What is the correct way to block traffic from one LAN device to another?

agekov · ‎05-22-2020

Hello @l_s,

Hope you are doing well!

My name is Anton and I am part of the Cisco SBS Support Team.

I assume that the 192.168.1.7-192.168.1.8 are the untrusted IP's that you want to isolate from the rest of the LAN.

In this aspect your rule seems correct to me.

I would make it more specific by selecting LAN as the Source Interface.

Can you say whether you have added the static IP addresses in the DHCP table ( DHCP->IP&MAC Binding)?

Kind Regards!

Anton Gekov
Technical Consulting Engineer – Level 1
Global CX Centers – Small Business Support

l_s · ‎05-22-2020

Hi @agekov,

Thanks for replying. Yes, those are the untrusted IPs, and both have reserved addresses based on their MAC.

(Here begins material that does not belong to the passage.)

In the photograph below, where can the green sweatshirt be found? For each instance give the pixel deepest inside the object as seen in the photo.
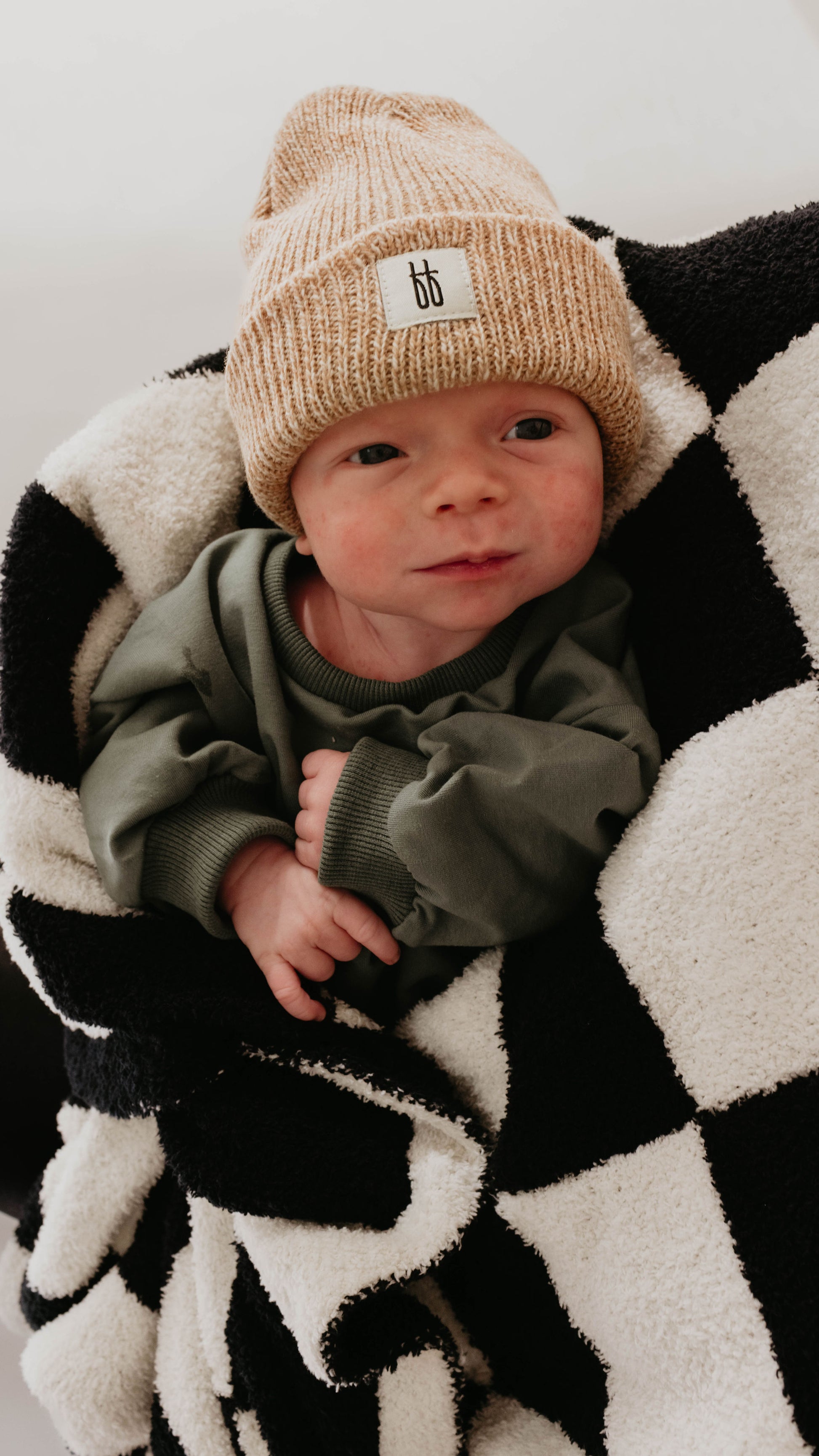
(479, 800)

I've tried the same rule using both LAN and ANY as the source interface.

Thanks.

l_s · ‎05-24-2020

@agekov I have also added such a rule via the SSH interface, as well as trying a netmask version 192.168.1.8/255.255.255.255 (which it would not accept), but none made any difference.

l_s · ‎06-18-2020

So I'm to understand that the Firewall on this device is effectively useless, even after updating to the Jun-17 firmware?

With these rules, I expect to be able to connect into the restricted devices (web interface/SSH) but not have them connect out except for DNS and to the WAN. However, they can directly access any network resource.